Saito K, Furusawa S, Yamada K, Waga K, Aoyagi A, Koike T, Arimura H, Noguchi M, Yamato H, Sakuma H
Third Department of Internal Medicine, Dokkyo University School of Medicine.
Rinsho Ketsueki. 1995 Mar;36(3):165-74.
We used a new chemotherapy regimen for the treatment of 18 consecutive patients with relapsed AML. The regimen consisted of low-dose cytosine arabinoside (Ara-C), low-dose aclarubicin and concurrent use of G-CSF (CAG regimen). Fifteen out of 18 patients (83%) achieved complete remission (CR). Median CR duration and median survival were 6 months and 15 months, respectively. These results were similar to those of previously reported salvage therapies for relapsed AML including intensive chemotherapy consisting of intermediate-dose Ara-C and sequential mitoxantrone with or without etoposide (MC/MEC), which we previously adopted. Myelosuppression and non-hematological toxicities were apparently lower and less frequent compared to MC/MEC. The CAG regimen seems promising for the treatment of relapsed AML with its low toxicity contributing to a high quality of life for the patient.
我们采用一种新的化疗方案连续治疗了18例复发急性髓系白血病(AML)患者。
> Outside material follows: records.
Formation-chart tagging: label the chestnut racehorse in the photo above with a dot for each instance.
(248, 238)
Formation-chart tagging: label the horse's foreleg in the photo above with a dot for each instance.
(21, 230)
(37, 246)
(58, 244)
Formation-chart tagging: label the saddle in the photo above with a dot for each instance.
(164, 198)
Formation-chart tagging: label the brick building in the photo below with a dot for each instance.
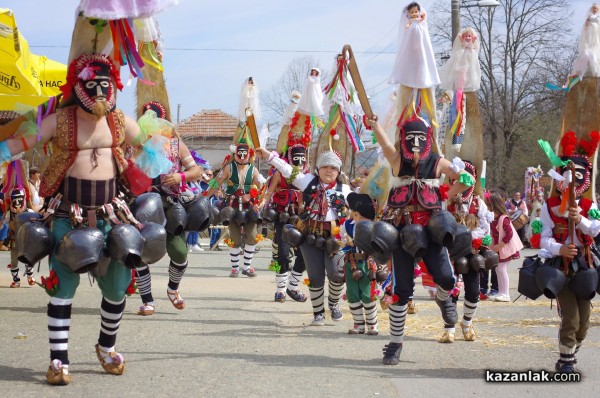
(210, 133)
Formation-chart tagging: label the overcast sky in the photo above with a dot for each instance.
(212, 46)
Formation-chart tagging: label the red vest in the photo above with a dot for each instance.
(65, 150)
(560, 232)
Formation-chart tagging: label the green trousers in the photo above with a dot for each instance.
(113, 285)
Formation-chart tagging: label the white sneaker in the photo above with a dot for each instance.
(196, 249)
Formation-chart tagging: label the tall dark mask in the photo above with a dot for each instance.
(415, 138)
(100, 88)
(582, 175)
(242, 153)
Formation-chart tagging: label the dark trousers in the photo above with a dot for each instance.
(283, 252)
(471, 286)
(437, 262)
(484, 281)
(574, 318)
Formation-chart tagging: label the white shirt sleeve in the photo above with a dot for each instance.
(485, 217)
(589, 227)
(301, 181)
(547, 241)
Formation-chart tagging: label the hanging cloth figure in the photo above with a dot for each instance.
(460, 74)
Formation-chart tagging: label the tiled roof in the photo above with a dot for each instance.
(209, 123)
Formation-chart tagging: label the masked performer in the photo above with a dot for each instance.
(414, 200)
(360, 272)
(470, 210)
(240, 206)
(286, 201)
(324, 199)
(87, 141)
(184, 210)
(572, 253)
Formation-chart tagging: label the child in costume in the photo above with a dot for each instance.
(324, 199)
(241, 203)
(360, 272)
(506, 243)
(286, 199)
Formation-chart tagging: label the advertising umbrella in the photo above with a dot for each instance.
(25, 78)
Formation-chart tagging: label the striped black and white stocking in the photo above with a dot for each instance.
(281, 280)
(357, 313)
(176, 272)
(248, 254)
(397, 321)
(335, 293)
(14, 271)
(317, 298)
(294, 280)
(371, 313)
(469, 310)
(59, 323)
(111, 313)
(144, 282)
(234, 256)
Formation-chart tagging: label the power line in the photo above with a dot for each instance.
(246, 50)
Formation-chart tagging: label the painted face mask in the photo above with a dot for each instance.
(415, 138)
(242, 153)
(17, 197)
(469, 168)
(96, 95)
(297, 156)
(582, 175)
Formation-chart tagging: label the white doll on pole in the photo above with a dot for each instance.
(462, 72)
(415, 62)
(588, 55)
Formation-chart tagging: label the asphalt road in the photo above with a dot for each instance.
(233, 340)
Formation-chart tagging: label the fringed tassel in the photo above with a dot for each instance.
(125, 51)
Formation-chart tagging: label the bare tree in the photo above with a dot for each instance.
(278, 97)
(524, 45)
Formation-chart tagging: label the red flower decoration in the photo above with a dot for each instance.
(50, 284)
(534, 240)
(444, 188)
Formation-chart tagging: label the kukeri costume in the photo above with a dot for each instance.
(414, 226)
(286, 199)
(573, 282)
(324, 207)
(242, 181)
(360, 271)
(183, 211)
(286, 205)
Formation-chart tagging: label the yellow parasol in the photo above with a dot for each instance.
(25, 78)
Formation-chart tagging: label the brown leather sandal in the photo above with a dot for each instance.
(146, 309)
(117, 367)
(176, 299)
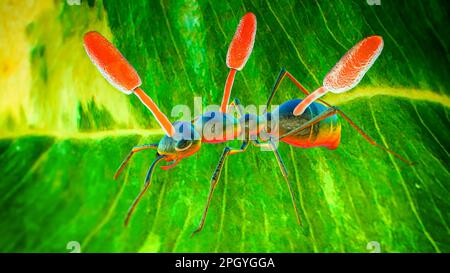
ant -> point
(306, 123)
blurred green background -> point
(64, 130)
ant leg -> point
(146, 186)
(236, 103)
(132, 152)
(269, 144)
(215, 179)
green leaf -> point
(65, 131)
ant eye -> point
(183, 145)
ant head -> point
(185, 142)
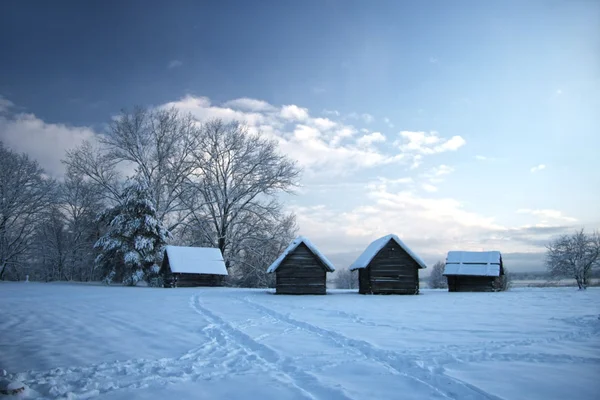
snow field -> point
(82, 341)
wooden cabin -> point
(474, 271)
(388, 266)
(192, 266)
(301, 269)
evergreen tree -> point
(129, 251)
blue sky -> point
(497, 101)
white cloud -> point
(331, 112)
(429, 188)
(174, 64)
(538, 168)
(46, 143)
(441, 170)
(388, 181)
(294, 113)
(417, 160)
(5, 104)
(368, 118)
(416, 219)
(248, 104)
(435, 174)
(318, 144)
(547, 214)
(369, 139)
(365, 117)
(428, 143)
(324, 123)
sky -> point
(461, 125)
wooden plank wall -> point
(187, 280)
(392, 271)
(364, 281)
(193, 280)
(468, 283)
(301, 273)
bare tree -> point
(436, 279)
(235, 179)
(154, 146)
(256, 246)
(346, 279)
(79, 202)
(575, 256)
(24, 194)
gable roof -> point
(196, 260)
(293, 245)
(371, 251)
(475, 263)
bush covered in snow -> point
(436, 279)
(135, 239)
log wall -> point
(301, 273)
(392, 271)
(469, 283)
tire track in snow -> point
(394, 361)
(98, 379)
(283, 368)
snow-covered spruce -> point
(135, 238)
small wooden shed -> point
(301, 269)
(192, 266)
(474, 271)
(388, 266)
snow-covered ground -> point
(85, 341)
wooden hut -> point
(192, 266)
(301, 269)
(388, 266)
(474, 271)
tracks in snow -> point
(396, 363)
(283, 368)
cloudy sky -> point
(456, 125)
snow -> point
(295, 243)
(196, 260)
(92, 341)
(371, 251)
(476, 263)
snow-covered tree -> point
(129, 251)
(574, 256)
(345, 279)
(436, 279)
(24, 195)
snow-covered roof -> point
(293, 245)
(371, 251)
(196, 260)
(477, 263)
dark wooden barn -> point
(301, 269)
(388, 266)
(474, 271)
(192, 266)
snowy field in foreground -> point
(82, 341)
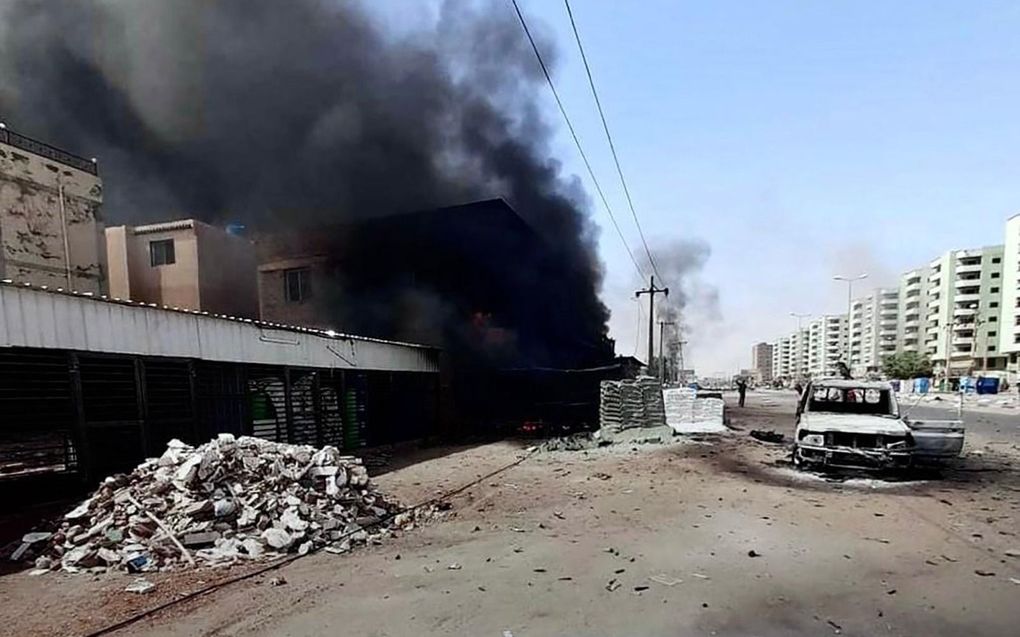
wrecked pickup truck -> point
(857, 424)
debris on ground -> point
(228, 500)
(140, 585)
(665, 580)
(767, 435)
(574, 442)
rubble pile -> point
(625, 404)
(228, 500)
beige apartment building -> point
(761, 361)
(51, 228)
(184, 264)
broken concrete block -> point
(108, 555)
(140, 585)
(200, 538)
(277, 538)
(38, 536)
(20, 551)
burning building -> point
(502, 301)
(312, 119)
(474, 278)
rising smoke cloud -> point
(693, 305)
(282, 114)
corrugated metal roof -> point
(328, 333)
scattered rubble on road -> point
(228, 500)
(767, 435)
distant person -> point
(742, 389)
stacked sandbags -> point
(626, 404)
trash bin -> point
(987, 385)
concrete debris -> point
(226, 501)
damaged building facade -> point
(475, 279)
(51, 226)
(184, 264)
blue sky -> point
(798, 139)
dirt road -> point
(707, 537)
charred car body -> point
(857, 424)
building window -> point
(161, 253)
(297, 284)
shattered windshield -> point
(850, 401)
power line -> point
(573, 134)
(612, 147)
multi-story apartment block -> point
(963, 311)
(874, 322)
(862, 334)
(826, 344)
(911, 327)
(761, 361)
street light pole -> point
(850, 304)
(800, 328)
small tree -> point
(907, 365)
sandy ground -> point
(668, 528)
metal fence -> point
(45, 150)
(89, 415)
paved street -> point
(651, 540)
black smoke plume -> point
(297, 113)
(692, 305)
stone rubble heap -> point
(625, 404)
(228, 500)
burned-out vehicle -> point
(857, 424)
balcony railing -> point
(45, 150)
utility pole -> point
(662, 344)
(651, 292)
(679, 358)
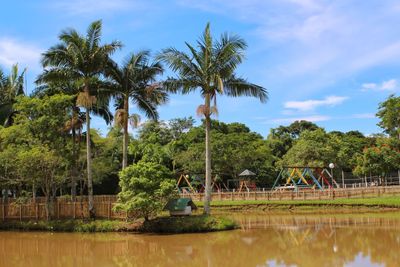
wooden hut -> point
(180, 206)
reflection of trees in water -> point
(291, 240)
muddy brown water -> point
(265, 240)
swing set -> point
(297, 178)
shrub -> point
(145, 189)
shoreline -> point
(162, 224)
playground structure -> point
(297, 178)
(196, 184)
(245, 182)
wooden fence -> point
(305, 194)
(64, 208)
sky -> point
(329, 62)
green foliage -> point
(380, 159)
(145, 189)
(66, 226)
(313, 148)
(281, 139)
(388, 112)
(188, 224)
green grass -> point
(188, 224)
(66, 226)
(389, 202)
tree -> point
(10, 87)
(282, 138)
(313, 148)
(211, 69)
(388, 112)
(35, 139)
(380, 159)
(135, 81)
(83, 60)
(44, 168)
(146, 188)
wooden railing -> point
(64, 208)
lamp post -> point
(331, 166)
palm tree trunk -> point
(89, 166)
(126, 136)
(207, 198)
(74, 170)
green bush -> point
(188, 224)
(145, 189)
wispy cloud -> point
(361, 116)
(317, 42)
(85, 7)
(312, 104)
(389, 85)
(313, 118)
(13, 51)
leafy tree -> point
(313, 148)
(388, 112)
(83, 60)
(37, 125)
(234, 147)
(380, 159)
(282, 138)
(11, 86)
(135, 81)
(146, 187)
(210, 69)
(44, 168)
(179, 126)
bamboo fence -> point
(64, 208)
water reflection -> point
(265, 240)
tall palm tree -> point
(134, 82)
(82, 59)
(11, 86)
(211, 70)
(76, 119)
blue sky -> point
(330, 62)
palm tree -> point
(81, 59)
(77, 118)
(210, 69)
(135, 81)
(11, 86)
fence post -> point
(37, 211)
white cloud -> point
(313, 118)
(14, 51)
(85, 7)
(317, 42)
(309, 105)
(362, 116)
(389, 85)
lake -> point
(266, 239)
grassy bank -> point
(381, 202)
(189, 224)
(68, 226)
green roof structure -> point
(180, 204)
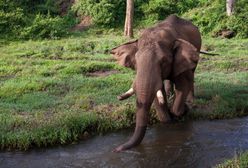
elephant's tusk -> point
(126, 95)
(160, 97)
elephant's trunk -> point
(146, 89)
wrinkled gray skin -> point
(168, 51)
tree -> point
(128, 30)
(229, 7)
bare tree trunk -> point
(229, 7)
(128, 30)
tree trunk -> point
(128, 30)
(229, 7)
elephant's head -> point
(155, 57)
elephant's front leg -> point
(183, 85)
(161, 106)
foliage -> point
(50, 92)
(31, 19)
(104, 13)
(45, 26)
(212, 18)
(155, 10)
(112, 12)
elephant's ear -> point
(125, 54)
(186, 57)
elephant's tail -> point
(206, 53)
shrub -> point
(212, 18)
(44, 27)
(106, 13)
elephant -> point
(165, 53)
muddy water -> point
(188, 144)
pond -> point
(189, 144)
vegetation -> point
(212, 18)
(58, 86)
(59, 91)
(240, 161)
(44, 19)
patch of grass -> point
(47, 96)
(240, 161)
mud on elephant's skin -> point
(168, 51)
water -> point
(179, 145)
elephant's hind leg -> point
(162, 110)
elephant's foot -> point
(134, 140)
(179, 114)
(119, 149)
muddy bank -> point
(188, 144)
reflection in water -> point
(188, 144)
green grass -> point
(48, 96)
(240, 161)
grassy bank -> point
(59, 91)
(240, 161)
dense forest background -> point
(39, 19)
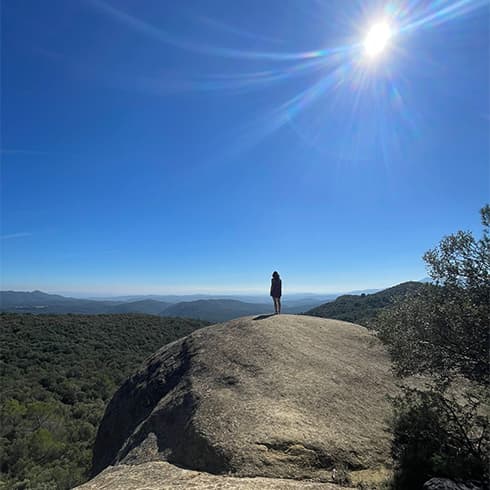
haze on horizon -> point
(181, 148)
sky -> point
(195, 147)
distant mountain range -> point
(357, 308)
(214, 310)
(363, 308)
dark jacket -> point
(276, 288)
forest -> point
(57, 373)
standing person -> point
(276, 291)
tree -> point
(440, 335)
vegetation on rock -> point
(362, 309)
(442, 335)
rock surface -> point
(446, 484)
(159, 475)
(275, 396)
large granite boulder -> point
(274, 396)
(159, 475)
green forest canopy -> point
(57, 373)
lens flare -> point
(377, 39)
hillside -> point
(363, 308)
(276, 396)
(57, 373)
(214, 310)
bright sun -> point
(377, 39)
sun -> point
(377, 39)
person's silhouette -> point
(276, 291)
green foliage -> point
(364, 308)
(57, 373)
(437, 435)
(441, 334)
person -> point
(276, 291)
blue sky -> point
(197, 146)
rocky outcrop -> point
(273, 396)
(446, 484)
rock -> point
(158, 475)
(446, 484)
(282, 396)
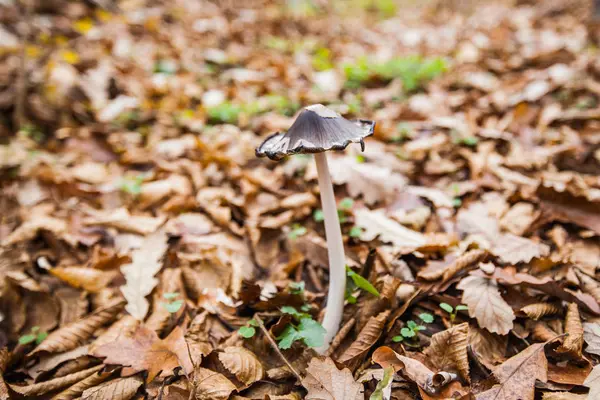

该方案由小剂量阿糖胞苷(Ara-C)、小剂量阿克拉霉素及同时使用粒细胞集落刺激因子(G-CSF)组成(CAG方案)。18例患者中有15例(83%)达到完全缓解(CR)。CR持续时间中位数和总生存中位数分别为6个月和15个月。这些结果与我们之前采用的包括中剂量Ara-C联合序贯米托蒽醌(含或不含依托泊苷)的强化化疗(MC/MEC)等先前报道的复发AML挽救治疗结果相似。与MC/MEC相比,骨髓抑制和非血液学毒性明显更低且更少见。CAG方案因其低毒性有助于提高患者生活质量,似乎对复发AML的治疗很有前景。